- Spouse: Charles Cauldwell ​(m. 1983)​

Academic background
- Education: BSc, marine studies and molecular biology, 1977, Wellesley College MD, University of Washington School of Medicine

Academic work
- Institutions: University of California, Davis University of California, San Francisco

= Diana L. Farmer =

American pediatric surgeon

Diana L. Farmer is an American pediatric surgeon. She is the Pearl Stamps Stewart Professor of Surgery and chair of the Department of Surgery at the University of California, Davis and surgeon-in-chief of UC Davis Children's Hospital. In 2010, Farmer was inducted as a fellow into the Royal College of Surgeons of England, becoming the second woman surgeon from the United States to receive this honor.
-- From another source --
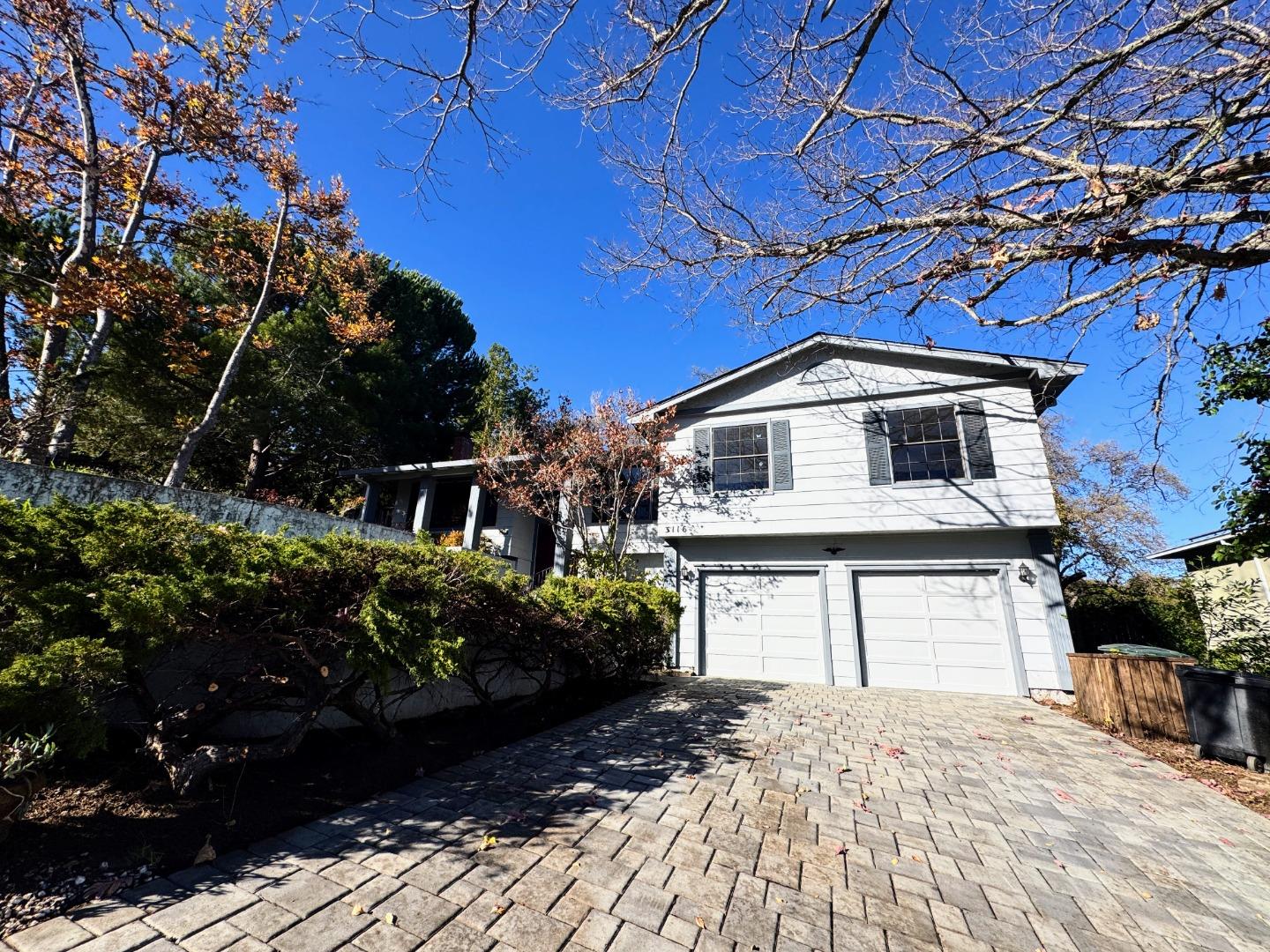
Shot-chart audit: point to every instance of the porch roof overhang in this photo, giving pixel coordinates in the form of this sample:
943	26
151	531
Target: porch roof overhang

==Early life and education==
Farmer grew up in Chicago and Boise, Idaho, to a flight attendant mother and Navy fighter pilot father. Her grandfather was a surgeon in Nebraska who graduated from the now defunct National University of St. Louis. Upon completing her Bachelor of Science degree in marine sciences and molecular biology from Wellesley College, Farmer conducted research at Woods Hole Oceanographic Institute. As a result, she was named a Rhodes Scholar finalist. While driving to her interview, she was involved in a car accident and chose to pursue a career in medicine while recovering from her injuries. She earned her M.D. from the University of Washington School of Medicine in 1983, where she also completed her internship. She finished her residency at the University of California, San Francisco (UCSF) in 1993 where she was introduced to fetal surgery. After a surgical fellowship in Michigan, Farmer was awarded a Luce Scholarship to study medicine in Asia and moved to Singapore with her husband.

==Career==
In 1988, Farmer returned to UCSF and became the first female fetal surgeon. As the UCSF Children’s Hospital Surgeon-in-Chief, Farmer’s research interests include fetal therapy interventions for myelomeningocele and other birth defects. In January 2010, Farmer was inducted as a fellow into the Royal College of Surgeons of England, becoming the second woman surgeon from the United States to receive this honor. The following year, she was also elected a Member of the National Academy of Medicine.

Upon joining the faculty of University of California, Davis, Farmer became the Pearl Stamps Stewart Professor of Surgery and chair of the Department of Surgery and surgeon-in-chief of UC Davis Children's Hospital. In February 2019, she was elected to the Board of Regents of the American College of Surgeons. While serving in these roles, Farmer continued her research into curing spina bifida. In 2019, Farmer and Aijun Wang identified exosomes and galectin 1 as key to protecting neurons and ultimately reducing the lower-limb paralysis associated with the birth defect. Due to her research, Farmer won a 2020 U21 Award for advancing global perspectives in her field. She was later awarded a grant to co-launch the world’s first human clinical trial using stem cells to treat spina bifida with Aijun Wang. The following year, Farmer became the third woman named president-elect of the American Surgical Association.

==Personal life==
Farmer married her husband Charles Cauldwell in 1983.